Derived from state-by-state figures, the headline number indicates the current focus on speeding from road safety experts and police is generating plenty of cash for the state governments, and the tally is set to grow.
Victoria remains the most heavily-fined state, with over $350 million poured into the state’s coffers during the 2015-16 financial year.
The $356,469,497 in revenue was collected by Victoria’s network of fixed speed and red-light cameras alone, meaning fines collected by police with radar guns and mobile units are not included.
Queenslanders are next on the list, with almost a quarter of a billion dollars being collected from the state’s motorists.
The Courier Mail reports that $225,965,591 was raked in by police in 2015, an increase of $15 million (or 80,000 fines) in a single calendar year.
Meanwhile Australia’s most populous state, New South Wales, was third on the list, with over $175 million being raised in fines during the 2015-16 financial year.

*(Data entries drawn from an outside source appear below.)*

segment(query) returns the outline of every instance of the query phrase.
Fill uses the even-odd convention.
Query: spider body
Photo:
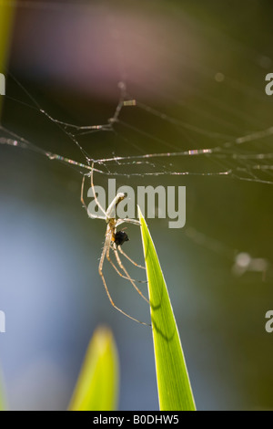
[[[126,278],[126,280],[129,280],[131,282],[131,284],[133,285],[133,287],[135,288],[135,289],[138,292],[138,294],[147,303],[149,303],[148,299],[142,294],[141,290],[136,285],[136,281],[139,281],[139,280],[134,280],[133,278],[131,278],[131,277],[129,276],[128,272],[126,271],[126,267],[124,267],[124,265],[123,265],[123,263],[120,259],[120,256],[119,256],[119,253],[120,253],[125,257],[126,257],[132,264],[134,264],[136,267],[138,267],[139,268],[145,269],[144,267],[142,267],[142,266],[136,264],[135,261],[133,261],[121,249],[121,246],[126,241],[129,240],[127,234],[125,233],[124,231],[116,231],[116,228],[124,223],[133,224],[133,225],[136,225],[140,226],[140,222],[136,220],[136,219],[129,219],[129,218],[122,219],[122,218],[116,217],[116,207],[117,207],[118,204],[126,198],[125,194],[122,194],[122,193],[118,193],[116,195],[116,197],[114,198],[112,203],[109,204],[107,210],[105,211],[105,209],[102,207],[102,205],[100,204],[99,201],[96,198],[96,194],[95,187],[94,187],[94,183],[93,183],[93,170],[94,170],[94,162],[92,163],[92,169],[91,169],[91,173],[90,173],[91,188],[92,188],[92,191],[93,191],[93,195],[94,195],[94,199],[96,201],[96,204],[98,206],[98,208],[100,209],[100,211],[103,213],[103,215],[92,214],[88,212],[87,206],[86,206],[86,204],[85,203],[85,200],[84,200],[84,187],[85,187],[86,175],[83,176],[83,181],[82,181],[81,202],[82,202],[84,207],[86,208],[89,217],[92,217],[92,218],[95,218],[95,219],[104,219],[106,222],[106,225],[107,225],[106,226],[106,232],[105,243],[104,243],[104,246],[103,246],[103,250],[102,250],[102,254],[101,254],[100,261],[99,261],[99,265],[98,265],[98,273],[99,273],[99,275],[102,278],[106,292],[107,294],[107,297],[108,297],[112,306],[116,309],[117,309],[120,313],[126,316],[127,318],[132,319],[133,320],[137,321],[138,323],[141,323],[143,325],[147,325],[147,323],[141,322],[141,321],[137,320],[137,319],[135,319],[132,316],[130,316],[129,314],[126,313],[125,311],[123,311],[121,309],[119,309],[114,303],[114,301],[112,299],[112,297],[110,295],[110,292],[108,290],[104,273],[103,273],[104,261],[105,261],[105,258],[106,258],[107,261],[113,267],[113,268],[115,268],[115,270],[117,272],[117,274],[120,277],[122,277],[123,278]],[[110,256],[110,251],[111,250],[114,252],[114,255],[115,255],[115,257],[116,257],[116,263],[117,264],[118,267],[116,266],[115,262],[113,262],[113,260],[111,259],[111,256]],[[124,274],[122,274],[122,272]],[[146,281],[139,281],[139,282],[140,283],[147,283]]]

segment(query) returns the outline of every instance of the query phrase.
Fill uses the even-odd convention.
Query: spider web
[[[68,23],[76,11],[82,20],[87,11],[91,21],[93,16],[98,16],[100,24],[107,27],[106,42],[116,49],[115,61],[118,68],[118,73],[110,79],[113,89],[110,102],[108,100],[110,113],[104,113],[100,122],[85,125],[84,119],[77,122],[67,120],[68,117],[76,115],[69,110],[66,118],[63,103],[63,118],[59,119],[57,114],[44,108],[27,84],[21,84],[20,79],[11,75],[15,89],[6,91],[0,125],[1,145],[35,152],[52,162],[73,167],[81,175],[88,173],[94,162],[94,171],[103,177],[128,181],[146,178],[147,183],[150,180],[159,183],[167,176],[177,176],[176,184],[181,183],[179,176],[202,176],[204,181],[214,176],[233,183],[244,181],[260,186],[273,184],[270,98],[264,90],[265,76],[272,64],[270,52],[258,51],[250,42],[247,45],[246,41],[228,36],[225,29],[207,30],[198,19],[191,19],[190,15],[179,9],[177,17],[171,8],[168,10],[163,30],[160,14],[159,24],[157,19],[152,23],[153,29],[163,31],[162,39],[157,40],[153,37],[145,39],[147,33],[151,34],[143,16],[140,18],[144,22],[143,34],[136,33],[134,21],[132,29],[128,28],[131,18],[118,12],[118,2],[117,11],[106,4],[106,12],[84,4],[66,5]],[[61,2],[20,2],[20,6],[23,21],[25,16],[23,14],[22,17],[22,11],[26,16],[38,11],[38,18],[54,13],[58,19],[58,13],[64,10]],[[163,5],[161,6],[164,8]],[[179,36],[182,37],[188,32],[189,47],[181,48],[177,36],[171,36],[167,43],[162,41],[170,23],[175,30],[177,25],[186,24],[186,29]],[[201,35],[197,28],[201,28]],[[206,43],[202,42],[204,36]],[[126,38],[129,47],[138,52],[139,58],[128,55]],[[102,47],[96,43],[100,52]],[[218,52],[220,43],[225,44],[227,55],[216,62],[213,56]],[[197,47],[198,44],[205,48],[205,54]],[[147,56],[144,45],[147,45],[147,58],[150,59],[153,53],[156,66],[162,67],[157,76],[153,75],[156,67],[153,61],[147,65],[141,61],[141,56]],[[16,43],[14,52],[12,64],[16,69]],[[242,70],[238,66],[229,70],[226,61],[228,55],[234,61],[243,57],[239,64],[244,65]],[[94,61],[96,59],[95,58]],[[166,63],[168,63],[167,68],[163,67]],[[180,75],[185,78],[181,78]],[[96,99],[94,105],[96,108]],[[15,118],[10,119],[14,106],[43,118],[63,136],[64,142],[51,144],[50,135],[46,137],[46,141],[45,139],[33,141],[27,127],[24,132],[22,126],[18,127],[17,131]],[[204,235],[201,239],[200,233],[193,234],[192,229],[187,235],[197,242],[206,243],[207,247],[217,251],[221,248],[220,243],[215,246],[214,242],[210,246],[213,240],[205,240]],[[228,253],[234,254],[234,251],[229,249]]]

Police issued $75,201,927 of those fines during traffic stops, while fixed speeding cameras collected an extra $103,394,365 from the state’s drivers.
South Australia wasn’t far behind though, with a report from the Australia Institute stating $174 million in revenue was raised during the 2014-15 financial year, equating to an average of $103 per person that was nabbed.
In Western Australia, revenue from speeding and red-light fines is channelled into the Road Trauma Trust Fund, which uses that money to improve driver safety.
The Sydney Morning Herald reports just under $110 million was raised by speeding fines in WA during the 2015-16 financial year.
As Australia’s smallest state, Tasmania sits at the bottom of the list. Justice Department figures quoted by The Advocate newspaper show just $950,499 was collected in revenue from all speed camera infringements in 2015.
On a per-capita basis, South Australian drivers were the worst hit.
Using 2016 population stats, SA residents paid on average over $100 each in fines per year. Next was Victoria with an average of $58 in fines per person, ahead of Queensland ($46), Western Australia ($41), New South Wales ($22), and Tasmania ($2).